Sesame Seed: The Bruce Building.

by | Feb 11, 2024 | Uncategorized | 0 comments

That one she called The 70s.

It was two weeks before Tony heard from her again. His phone rang and her exquisite features graced its screen.

“Hello Princess. How are you? Are you settling in?” He tried not to sound too eager but his heart was racing. It vaulted a hurdle as her voice began but fell at the first fence when he heard her pleading tone.

“Can you help me please Azizam? It’s Basil. I think he’s dying,” she breathed, a tremor in her voice.

“I’m on my way,” Tony snapped, hanging up. He didn’t understand what she meant but he got the urgency in her intonation. Within  twenty minutes, his finger was selecting the numbers on the entry system of the Bruce Building, a shiver running through his entire body.

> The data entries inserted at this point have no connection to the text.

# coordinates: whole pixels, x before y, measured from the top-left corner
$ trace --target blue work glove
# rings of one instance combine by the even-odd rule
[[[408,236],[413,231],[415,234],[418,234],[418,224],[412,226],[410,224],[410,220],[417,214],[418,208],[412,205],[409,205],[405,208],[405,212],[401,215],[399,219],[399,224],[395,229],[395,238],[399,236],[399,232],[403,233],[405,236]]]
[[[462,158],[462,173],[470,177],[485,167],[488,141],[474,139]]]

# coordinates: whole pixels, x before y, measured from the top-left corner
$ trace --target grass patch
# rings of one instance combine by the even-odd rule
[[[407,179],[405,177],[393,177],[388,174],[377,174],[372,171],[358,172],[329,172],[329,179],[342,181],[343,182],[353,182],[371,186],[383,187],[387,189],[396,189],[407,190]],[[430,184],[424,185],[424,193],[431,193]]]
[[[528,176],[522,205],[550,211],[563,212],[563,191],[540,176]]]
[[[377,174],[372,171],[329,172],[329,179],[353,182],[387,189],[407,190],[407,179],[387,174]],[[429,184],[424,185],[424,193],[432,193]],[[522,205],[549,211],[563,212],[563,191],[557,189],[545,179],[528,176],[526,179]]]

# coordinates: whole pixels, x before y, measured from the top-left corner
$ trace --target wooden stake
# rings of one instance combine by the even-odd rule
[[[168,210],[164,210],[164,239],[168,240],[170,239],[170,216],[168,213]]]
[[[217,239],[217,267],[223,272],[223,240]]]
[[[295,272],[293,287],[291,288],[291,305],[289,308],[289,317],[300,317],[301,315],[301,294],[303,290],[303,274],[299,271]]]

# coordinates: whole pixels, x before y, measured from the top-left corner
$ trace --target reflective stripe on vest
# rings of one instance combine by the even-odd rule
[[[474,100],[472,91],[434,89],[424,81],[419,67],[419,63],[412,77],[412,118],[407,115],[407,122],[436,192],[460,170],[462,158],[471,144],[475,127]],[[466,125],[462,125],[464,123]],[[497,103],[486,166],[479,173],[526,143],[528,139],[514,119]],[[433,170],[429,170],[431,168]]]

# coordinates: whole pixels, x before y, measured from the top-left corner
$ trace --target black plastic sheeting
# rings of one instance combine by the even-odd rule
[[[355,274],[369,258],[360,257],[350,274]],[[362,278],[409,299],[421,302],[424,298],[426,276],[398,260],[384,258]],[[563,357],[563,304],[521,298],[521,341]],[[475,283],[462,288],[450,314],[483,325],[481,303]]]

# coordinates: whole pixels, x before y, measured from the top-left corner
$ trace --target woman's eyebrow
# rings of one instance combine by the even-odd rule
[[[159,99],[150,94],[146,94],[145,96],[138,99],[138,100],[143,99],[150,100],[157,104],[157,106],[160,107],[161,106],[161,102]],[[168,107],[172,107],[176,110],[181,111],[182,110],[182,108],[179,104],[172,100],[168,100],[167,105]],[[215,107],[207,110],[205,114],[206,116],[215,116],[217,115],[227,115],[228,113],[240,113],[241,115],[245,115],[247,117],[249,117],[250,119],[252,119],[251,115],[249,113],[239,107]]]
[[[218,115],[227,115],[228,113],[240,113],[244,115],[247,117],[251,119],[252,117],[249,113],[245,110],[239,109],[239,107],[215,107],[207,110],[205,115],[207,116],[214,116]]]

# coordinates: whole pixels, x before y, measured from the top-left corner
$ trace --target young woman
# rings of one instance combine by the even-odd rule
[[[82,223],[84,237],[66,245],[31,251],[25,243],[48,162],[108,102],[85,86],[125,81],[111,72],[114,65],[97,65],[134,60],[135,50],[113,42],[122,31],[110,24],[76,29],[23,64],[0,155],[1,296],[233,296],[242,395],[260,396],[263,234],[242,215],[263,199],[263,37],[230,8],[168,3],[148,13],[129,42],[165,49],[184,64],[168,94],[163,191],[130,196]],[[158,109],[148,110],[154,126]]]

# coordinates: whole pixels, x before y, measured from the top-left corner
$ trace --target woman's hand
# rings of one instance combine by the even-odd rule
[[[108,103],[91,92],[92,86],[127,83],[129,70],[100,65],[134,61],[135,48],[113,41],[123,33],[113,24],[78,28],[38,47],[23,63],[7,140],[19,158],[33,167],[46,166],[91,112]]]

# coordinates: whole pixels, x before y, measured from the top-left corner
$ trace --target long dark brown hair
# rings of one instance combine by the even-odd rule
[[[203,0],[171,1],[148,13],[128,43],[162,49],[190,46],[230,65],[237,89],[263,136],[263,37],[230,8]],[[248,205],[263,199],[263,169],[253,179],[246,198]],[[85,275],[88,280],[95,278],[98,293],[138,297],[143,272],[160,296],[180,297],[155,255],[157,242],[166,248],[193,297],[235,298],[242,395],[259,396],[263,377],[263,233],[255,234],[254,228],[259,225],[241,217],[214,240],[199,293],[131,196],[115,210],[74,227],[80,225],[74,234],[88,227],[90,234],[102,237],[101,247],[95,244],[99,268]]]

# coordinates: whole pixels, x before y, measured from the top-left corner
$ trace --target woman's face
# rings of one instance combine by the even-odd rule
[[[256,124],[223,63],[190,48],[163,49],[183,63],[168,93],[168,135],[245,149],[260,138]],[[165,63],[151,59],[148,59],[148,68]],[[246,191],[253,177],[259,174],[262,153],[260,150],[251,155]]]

The fact that the call was about a dying herb was neither here nor there when she opened the door of flat 16. He stepped inside and took hold of her as if his life depended on it. She put up no resistance and melted into her usual place. They remained like that for several minutes in a silent conversation that said it all. Finally and reluctantly they mutually separated.

“My Basil plant is dying…”

***

Placing the pot on the tiny table in the centre of the living space, Tony looked around. The small area mimicked a hotel room one would find in one of the bigger chains. Double bed, wardrobe, small futon, and a chest of drawers. The only differences were the aforementioned table, with its two garish, yellow plastic chairs and a collection of small cupboards framing a fridge, and oven and topped by a single drainer sink and two-ring ceramic hob. There was a door to the ‘en-suite’, a cramped closet housing a sink, toilet, and shower cubicle.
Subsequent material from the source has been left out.